In multiple respects, these appeals concern the duties owed to the court by lawyers and their legal teams. Appellants are a criminal defense attorney and two legal investigators who were convicted in 2012 of breaching those duties by fabricating evidence and suborning perjury during a 2008 trial in which they represented another individual as defendant. Such conduct tears at the fabric of our system of laws.
But these appeals challenge prosecutorial misconduct that is likewise inimical to justice. Specifically, two Appellants argue for reversal of their convictions based on the Government’s undisputed breach of its obligation to timely turn over exculpatory evidence. See Brady v. Maryland, 373 U.S. 83 (1963). We agree with Appellant Daaiyah Pasha that but for the Brady deficiency, there is a reasonable probability of a different outcome in her case. We therefore direct a new trial for Daaiyah Pasha, with appropriate remedies to cure the damage caused by the Government’s delayed disclosure.

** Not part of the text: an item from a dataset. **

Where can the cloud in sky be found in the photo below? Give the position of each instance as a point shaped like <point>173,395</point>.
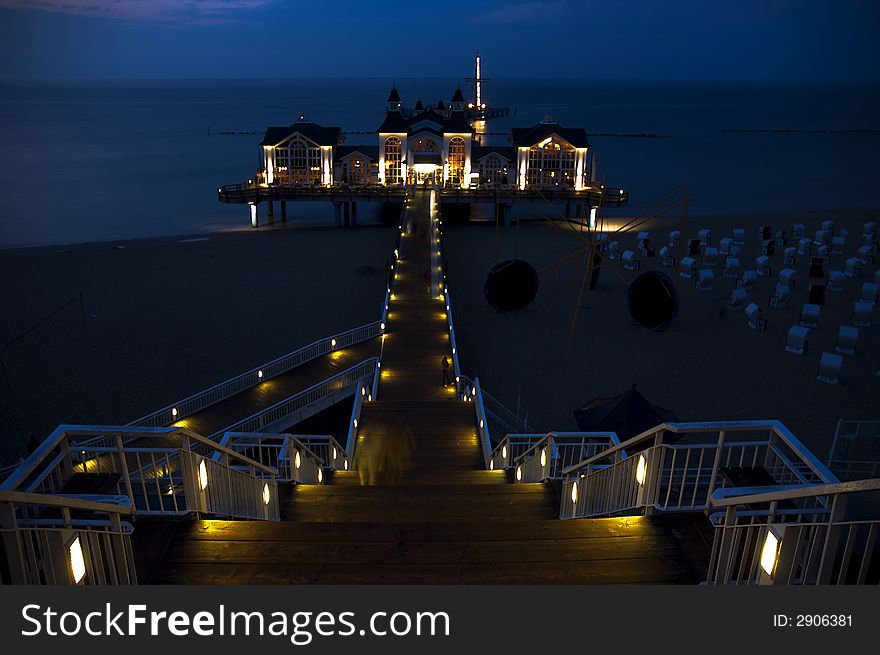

We do not, however, agree with Appellants Charles Daum and Iman Pasha on the challenges they raise, and so we affirm their convictions.
The attorney represented a defendant in a cocaine distribution trial and withdrew after the client threatened him.
Following a two-year investigation, the Government charged Daum, Iman, and Daaiyah with conspiracy to obstruct justice; Daum alone was also charged with witness tampering, fabricating evidence, and suborning perjury in the 2008 trial. The factual crux of the allegation was that Appellants had staged a photo shoot a few weeks before the trial to support a defense that key evidence attributed to Delante White actually belonged to his brother Jerome White.
The court rejected Daum’s claim of duress.
But as to the disclosure issue
The first two components of a Brady violation are certainly present here. A prosecutor in this case was personally present at an interview in which a witness gave a scene-of-the-crime account that, if credited, would contradict the identity of at least one of the Pasha Defendants in this case. The prosecutor waited over eight months until the eve of trial to reveal this information. As the District Court explained, this delay was inexcusable: At the moment the eyewitness said the two individuals who arrived at the photo shoot were a man and a woman (rather than two women), “counsel for the Government should have understood that as soon as they were finished talking with that gentleman, they had an obligation to give that information to the defense.”
The court found the late disclosure to be prejudicial to one of the two investigators.
The Washington Post reported that the case against Daum “rocked the District’s legal community.”